In the above embodiment, the voice attributes are changed when the determination contexts before and after the movement belong to the same hierarchy and the identification numbers are different by one. However, when the determination contexts before and after the movement belong to the same hierarchy, the attribute may be changed regardless of the identification number. The attribute may be changed when the determination contexts before and after the movement belong to the same hierarchy and the parent is the same.

Claims

Voice input means for inputting voice;
Conversion means for converting an input voice, which is a voice input by the voice input means, into a character string;
A context storage means for storing a conversation context corresponding to a keyword;
A keyword stored in the context storage unit is extracted from a converted character string that is a character string converted by the conversion unit, and the context stored in the context storage unit is associated with the extracted keyword. Context determining means for determining the context of the input voice;
A conversation sentence determining means for determining a conversation sentence according to the input voice;
Audio output means for outputting audio;
Attribute storage means for storing attributes of the sound output by the sound output means;
Output control means for causing the voice output means to output the conversation sentence determined by the conversation sentence determination means with the attribute stored in the attribute storage means;
A determination unit that determines whether or not the determination context that is the context determined by the context determination unit has changed from the previous determination context that is the context determined by the context determination unit;
A voice dialogue apparatus comprising: attribute changing means for changing a voice attribute stored in the attribute storage means when the determination means determines that the determination context has changed.
Attribute information storage means for storing audio attribute information related to audio attributes output by the audio output means in association with the context;
The attribute changing means, when the decision context changes to a context in which the voice attribute information is stored in the attribute information storage means, the voice attribute stored in the attribute storage means to the decision context The voice interactive apparatus according to claim 1, wherein the voice dialog device changes to a voice attribute indicated by the corresponding voice attribute information.
The data structure of the context storage means is a tree structure, and as the hierarchy of the tree structure progresses from upper to lower, a plurality of contexts are stored so as to be detailed conversation contents.
The spoken dialogue apparatus according to claim 1 or 2, wherein the attribute changing unit changes a voice attribute when the decision context and the previous decision context are in a parent-child relationship of the tree structure or belong to the same hierarchy. .
The data structure of the context storage means is a tree structure, and as the hierarchy of the tree structure progresses from upper to lower, a plurality of contexts are stored so as to be detailed conversation contents.

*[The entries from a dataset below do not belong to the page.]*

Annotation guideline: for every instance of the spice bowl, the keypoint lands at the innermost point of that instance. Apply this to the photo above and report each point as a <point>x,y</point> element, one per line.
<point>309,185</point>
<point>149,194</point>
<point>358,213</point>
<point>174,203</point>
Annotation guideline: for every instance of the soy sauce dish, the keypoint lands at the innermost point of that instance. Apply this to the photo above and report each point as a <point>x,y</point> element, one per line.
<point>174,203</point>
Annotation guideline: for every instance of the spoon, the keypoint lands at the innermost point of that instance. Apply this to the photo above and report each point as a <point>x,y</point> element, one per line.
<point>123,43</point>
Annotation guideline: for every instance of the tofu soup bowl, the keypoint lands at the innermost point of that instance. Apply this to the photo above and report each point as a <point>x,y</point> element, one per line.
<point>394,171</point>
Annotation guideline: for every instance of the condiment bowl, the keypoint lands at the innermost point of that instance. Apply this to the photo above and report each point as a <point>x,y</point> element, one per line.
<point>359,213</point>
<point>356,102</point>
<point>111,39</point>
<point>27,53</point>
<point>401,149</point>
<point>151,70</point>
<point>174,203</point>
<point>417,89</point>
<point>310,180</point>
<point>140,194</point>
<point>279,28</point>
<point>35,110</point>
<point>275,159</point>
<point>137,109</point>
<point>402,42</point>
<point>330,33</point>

The voice interaction apparatus according to claim 1, wherein the attribute changing unit changes a voice attribute when the determined context becomes a context of a predetermined hierarchy of the tree structure.
5. The voice interactive apparatus according to claim 1, wherein the attribute changing unit changes a voice attribute when the determined context changes a predetermined number of times within a first predetermined time.
6. The voice interactive apparatus according to claim 1, wherein the attribute changing unit changes a voice attribute when the time during which the determination context does not change is equal to or longer than a second predetermined time.
A computer-readable medium storing a voice dialogue program for operating a computer as various processing means of the voice dialogue apparatus according to any one of claims 1 to 6.